Clocks Go Back

In my family, the clocks go back much farther than in others.

When i was sixty, my sister-in-law and my wife received a small inheritance which included, amongst many terrible genre fiction books, a rather plain victorian mantel clock.

I recall this clock used to give my father-in-law tremendous trouble - every week on a Sunday at about 4pm, he would wind it, and adjust the "advance/retard" , and mutter about the humidity and general news and weather

When we got the clock, it needed a lot of cleaning and repair, and I decided to take this on, myself, using the copious excellent instructions on the internet offered freely by experts from the various London museums. In the very first stages, I found a very small diary or notebook in the back of the clock, completely full of records written in my father-in-law's  meticulous handwriting, with times, dates and annotations to indicate how much adjustment had been made, and also how many turns of the winder for the clock and for the chimes had been made. He was always, apparently, worried of over-winding (something the experts tell us cannot be actually done on these types of mechanisms.

Eventually, I got the clock going, and placed in on the mantelpiece above or new fireplace, stereotypically. Over the next few weeks and months, I learned to make adjustments and settings so that the clock would generally be within a minute or so of the modern lectronic, network synchronised devices all around the house. For myself, I actually appreciated the device and its idiosyncratic deviations from the digital orthonorms imposed on us by today's ubiquitous uniformity.Image

However, the notebook kept niggling at something, an obscure memory or experience that I couldn't quite recover.
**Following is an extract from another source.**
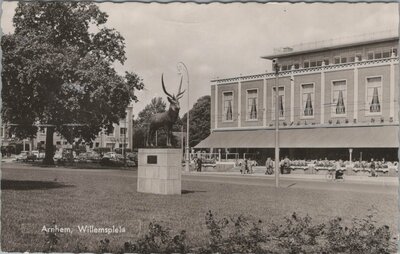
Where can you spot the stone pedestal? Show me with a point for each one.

I realised that my sister-in-law had kept a diary, since she was very young, and, for no reason I can fathom, I scanned the notes, and sent them to her, and asked her to compare the dates and annotations with her diary entries about our home schooling. After a few days, during which she must have been working feverishly, she wrote back with a long, and fascinating exposition of her findings. It transpired that our father, as we both can attest, used to mete our arbitrary justice, whenever we misbehaved or failed to do our schoolwork well. At least that was what she and my wife had believed. However, in examining the notebook and her diaries, it seemed that he was somehow under the influence of the clock. If it was fast, he would be strict, if slow, he was lax. There was no other explanation possible.

Of course, we must infer that he got it from the grandfather, who had originally acquired the clock when the father-in-law was very young.

"The apple doesn't fall far from the pendulum", as my wife remarked. I looked at her sternly, in case she was casting aspersions on me,  rather than upon her somewhat dull ancestors.